What is the difference between Primary Key and unique key constraint?

sql-server sql-server-2005 database-design primary-key

15,573

Solution 1

Both are used to denote candidate keys for a table.

You can only have one primary key for a table so would just need to pick one if you have multiple candidates.

Either can be used in Foreign Key constraints. In SQL Server the Primary Key columns cannot be nullable. Columns used in Unique Key constraints can be.

By default in SQL Server the Primary Key will become the clustered index if it is created on a heap but it is by no means mandatory that the PK and clustered index should be the same.

Solution 2

A primary key is one which is used to identify the row in question. It might also have some meaning beyond that (if there was already a piece of "real" data that could serve) or it may be purely an implementation artefact (most IDENTITY columns, and equivalent auto-incremented values on other database systems).

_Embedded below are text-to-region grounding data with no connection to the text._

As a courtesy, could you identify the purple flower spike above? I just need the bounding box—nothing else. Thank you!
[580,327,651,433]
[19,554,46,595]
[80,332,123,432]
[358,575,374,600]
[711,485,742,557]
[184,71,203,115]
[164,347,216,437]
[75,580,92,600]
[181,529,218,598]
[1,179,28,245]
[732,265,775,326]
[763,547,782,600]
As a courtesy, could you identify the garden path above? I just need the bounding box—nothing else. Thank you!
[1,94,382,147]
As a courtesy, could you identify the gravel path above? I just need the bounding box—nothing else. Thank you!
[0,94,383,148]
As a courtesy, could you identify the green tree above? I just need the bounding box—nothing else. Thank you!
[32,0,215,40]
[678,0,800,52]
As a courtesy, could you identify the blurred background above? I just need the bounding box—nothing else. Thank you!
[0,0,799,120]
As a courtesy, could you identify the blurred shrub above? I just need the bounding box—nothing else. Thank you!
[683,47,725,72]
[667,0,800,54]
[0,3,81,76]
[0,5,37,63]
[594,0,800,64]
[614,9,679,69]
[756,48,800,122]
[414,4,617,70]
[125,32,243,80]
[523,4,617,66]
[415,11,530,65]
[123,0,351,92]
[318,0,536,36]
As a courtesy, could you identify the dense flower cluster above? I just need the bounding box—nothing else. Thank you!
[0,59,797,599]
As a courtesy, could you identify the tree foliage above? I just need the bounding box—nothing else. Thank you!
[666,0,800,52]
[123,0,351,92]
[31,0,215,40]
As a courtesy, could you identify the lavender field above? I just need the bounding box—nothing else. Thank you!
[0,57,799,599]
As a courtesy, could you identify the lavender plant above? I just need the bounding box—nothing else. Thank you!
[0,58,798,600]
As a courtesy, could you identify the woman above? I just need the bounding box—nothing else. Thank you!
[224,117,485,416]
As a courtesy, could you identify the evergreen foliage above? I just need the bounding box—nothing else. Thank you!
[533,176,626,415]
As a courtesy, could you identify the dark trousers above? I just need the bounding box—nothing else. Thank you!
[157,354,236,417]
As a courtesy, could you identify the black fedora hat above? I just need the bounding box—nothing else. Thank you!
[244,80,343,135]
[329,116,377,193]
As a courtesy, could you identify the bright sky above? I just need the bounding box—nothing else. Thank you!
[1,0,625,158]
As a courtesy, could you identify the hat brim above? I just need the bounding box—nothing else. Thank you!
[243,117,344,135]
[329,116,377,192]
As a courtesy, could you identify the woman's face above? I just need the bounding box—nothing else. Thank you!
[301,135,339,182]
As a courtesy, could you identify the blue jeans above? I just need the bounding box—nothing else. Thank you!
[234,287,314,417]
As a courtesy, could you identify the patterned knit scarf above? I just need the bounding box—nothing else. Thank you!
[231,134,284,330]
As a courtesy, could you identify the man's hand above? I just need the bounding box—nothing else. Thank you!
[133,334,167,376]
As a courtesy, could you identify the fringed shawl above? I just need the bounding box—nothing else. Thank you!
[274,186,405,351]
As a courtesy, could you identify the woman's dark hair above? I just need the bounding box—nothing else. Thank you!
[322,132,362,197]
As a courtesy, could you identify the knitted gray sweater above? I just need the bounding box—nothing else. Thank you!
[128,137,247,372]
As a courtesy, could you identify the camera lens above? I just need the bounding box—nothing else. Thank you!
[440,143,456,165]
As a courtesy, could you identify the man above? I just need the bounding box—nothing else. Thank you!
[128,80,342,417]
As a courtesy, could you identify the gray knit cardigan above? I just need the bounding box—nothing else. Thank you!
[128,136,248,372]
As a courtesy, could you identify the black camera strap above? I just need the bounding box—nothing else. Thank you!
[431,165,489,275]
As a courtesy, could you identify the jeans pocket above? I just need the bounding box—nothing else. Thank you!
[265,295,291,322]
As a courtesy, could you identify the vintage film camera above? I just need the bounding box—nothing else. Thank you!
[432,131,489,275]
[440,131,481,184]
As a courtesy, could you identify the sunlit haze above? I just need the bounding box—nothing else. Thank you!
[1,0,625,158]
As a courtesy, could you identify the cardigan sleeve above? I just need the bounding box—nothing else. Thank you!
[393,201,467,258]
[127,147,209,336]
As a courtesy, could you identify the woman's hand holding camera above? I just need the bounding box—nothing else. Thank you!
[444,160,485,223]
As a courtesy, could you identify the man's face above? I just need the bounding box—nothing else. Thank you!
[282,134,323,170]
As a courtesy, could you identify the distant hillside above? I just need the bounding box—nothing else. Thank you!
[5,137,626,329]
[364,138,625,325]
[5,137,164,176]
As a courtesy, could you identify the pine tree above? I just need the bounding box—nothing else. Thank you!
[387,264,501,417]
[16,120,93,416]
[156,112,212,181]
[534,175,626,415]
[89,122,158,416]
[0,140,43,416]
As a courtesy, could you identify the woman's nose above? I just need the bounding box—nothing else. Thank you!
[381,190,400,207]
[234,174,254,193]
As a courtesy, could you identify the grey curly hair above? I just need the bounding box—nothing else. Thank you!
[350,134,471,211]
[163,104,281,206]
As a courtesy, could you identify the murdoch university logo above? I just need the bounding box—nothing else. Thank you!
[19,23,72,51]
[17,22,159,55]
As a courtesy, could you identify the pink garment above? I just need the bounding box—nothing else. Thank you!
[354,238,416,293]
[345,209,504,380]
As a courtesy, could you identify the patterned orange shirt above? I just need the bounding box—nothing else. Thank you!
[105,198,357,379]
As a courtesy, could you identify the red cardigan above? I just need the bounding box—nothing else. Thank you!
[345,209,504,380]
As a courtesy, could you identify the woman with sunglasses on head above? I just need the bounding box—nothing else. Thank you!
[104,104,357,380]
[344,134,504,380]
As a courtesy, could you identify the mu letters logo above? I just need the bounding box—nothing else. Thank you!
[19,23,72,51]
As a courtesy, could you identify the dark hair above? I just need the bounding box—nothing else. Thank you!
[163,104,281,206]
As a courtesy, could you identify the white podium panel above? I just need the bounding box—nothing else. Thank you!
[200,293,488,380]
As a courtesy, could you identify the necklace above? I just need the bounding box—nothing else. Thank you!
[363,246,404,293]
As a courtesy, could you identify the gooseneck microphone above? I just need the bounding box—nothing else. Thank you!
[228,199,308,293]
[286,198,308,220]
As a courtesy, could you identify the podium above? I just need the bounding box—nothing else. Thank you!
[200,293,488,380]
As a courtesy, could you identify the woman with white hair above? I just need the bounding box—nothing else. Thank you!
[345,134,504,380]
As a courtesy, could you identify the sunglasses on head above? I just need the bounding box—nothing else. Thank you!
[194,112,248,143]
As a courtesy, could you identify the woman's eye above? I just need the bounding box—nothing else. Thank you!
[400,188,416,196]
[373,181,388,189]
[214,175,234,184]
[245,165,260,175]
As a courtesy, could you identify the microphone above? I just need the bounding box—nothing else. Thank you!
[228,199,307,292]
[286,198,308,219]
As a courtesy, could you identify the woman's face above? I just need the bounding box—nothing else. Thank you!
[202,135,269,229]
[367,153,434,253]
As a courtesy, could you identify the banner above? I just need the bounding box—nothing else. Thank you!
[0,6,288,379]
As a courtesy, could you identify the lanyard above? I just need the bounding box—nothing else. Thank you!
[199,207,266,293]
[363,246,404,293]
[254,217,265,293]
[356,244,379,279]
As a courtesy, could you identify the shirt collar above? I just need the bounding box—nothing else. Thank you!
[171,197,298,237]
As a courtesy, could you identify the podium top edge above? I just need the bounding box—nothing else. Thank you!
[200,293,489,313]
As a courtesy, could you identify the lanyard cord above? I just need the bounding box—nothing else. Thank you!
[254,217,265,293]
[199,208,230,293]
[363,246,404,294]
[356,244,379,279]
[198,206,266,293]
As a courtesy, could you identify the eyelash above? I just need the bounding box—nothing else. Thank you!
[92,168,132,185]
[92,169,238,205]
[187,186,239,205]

A unique key is a more general case, where a key cannot have repeated values. In most cases people cannot have the same social security numbers in relation to the same jurisdiction (an international case could differ). Hence if we were storing social security numbers, then we would want to model them as unique, as any case of them matching an existing number is clearly wrong. Usernames generally must be unique also, so here's another case. External identifiers (identifiers used by another system, standard or protocol) tend to also be unique, e.g. there is only one language that has a given ISO 639 code, so if we were storing ISO 639 codes we would model that as unique.

This uniqueness can also be across more than one column. For example, in most hierarchical categorisation systems (e.g. a folder structure) no item can have both the same parent item and the same name, though there could be other items with the same parent and different names, and others with the same name and different parents. This multi-column capability is also present on primary keys.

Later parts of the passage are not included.